The High Court in London

The Labour party is in the High Court again on Thursday to defend its disciplinary process against a claim by a group of members, Labour Activists For Justice (LA4J) and two other members supported by the Left Legal Fighting Fund. The complainants allege that the process is unfair and therefore in breach of the party’s contract with the membership. Labour had told those affected that the EHRC’s findings did not apply to them.

The party is pursuing this case and spending their members’ money doing so, despite the EHRC (Equality and Human Rights Commission) finding the disciplinary process unfair in their report published last October and Labour’s claim that it was taking urgent steps to implement the report’s recommendations in full – and despite the party’s well-attested financial problems.

The claimants asked the party, in the light of the EHRC report, to stop disciplinary action against them until a new procedure is in place, but Labour refused. The Claimants, who include three Jews, were all accused of antisemitic conduct and are seeking to be tried by a
fair process. All vociferously deny the party’s allegations.

At a case management hearing in the High Court in February – which Labour lost – it was revealed that the party was using a secret – unpublished – code to judge antisemitism complaints. Around a month later Labour published it on its website.

Publication of the code makes it much easier for any accused person to render a defence and the members of the group whose cases were still in process sent in new defences, of which the results are not yet known.

Those who had already been sanctioned included Diana Neslen, an 81-year-old Orthodox synagogue member. Neslen and others ask if they could reopen their cases. Labour refused.

Neslen said:

Not only is it bad enough that the party used a secret Code of Conduct to judge us, but in my case this was compounded by their refusal to consider the defence I mounted, once I knew about the code they used.

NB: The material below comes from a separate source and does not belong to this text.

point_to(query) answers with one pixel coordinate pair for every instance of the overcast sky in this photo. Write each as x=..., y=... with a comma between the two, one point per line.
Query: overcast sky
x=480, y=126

Then there is the scandal of the two hundred or so members, thirty or more of them Jews, who have already been judged and sanctioned. Will they get their cases reviewed? An accusation of antisemitism is a terrible thing to bear, and I hope, if we win, that the Party will have to reopen all the cases they
have sanctioned since 2018.’

The group also claims that the party’s confidentiality requirement – accused members may not tell anyone other than their GP or the Samaritans about Labour’s charges against them or even that the case exists, on pain of further disciplinary action – is draconian and unfair. The party denies this, citing as evidence that the claimants were able to go to lawyers to get advice. The group says it did so mindful of the risk of Labour taking the threatened further action against its members.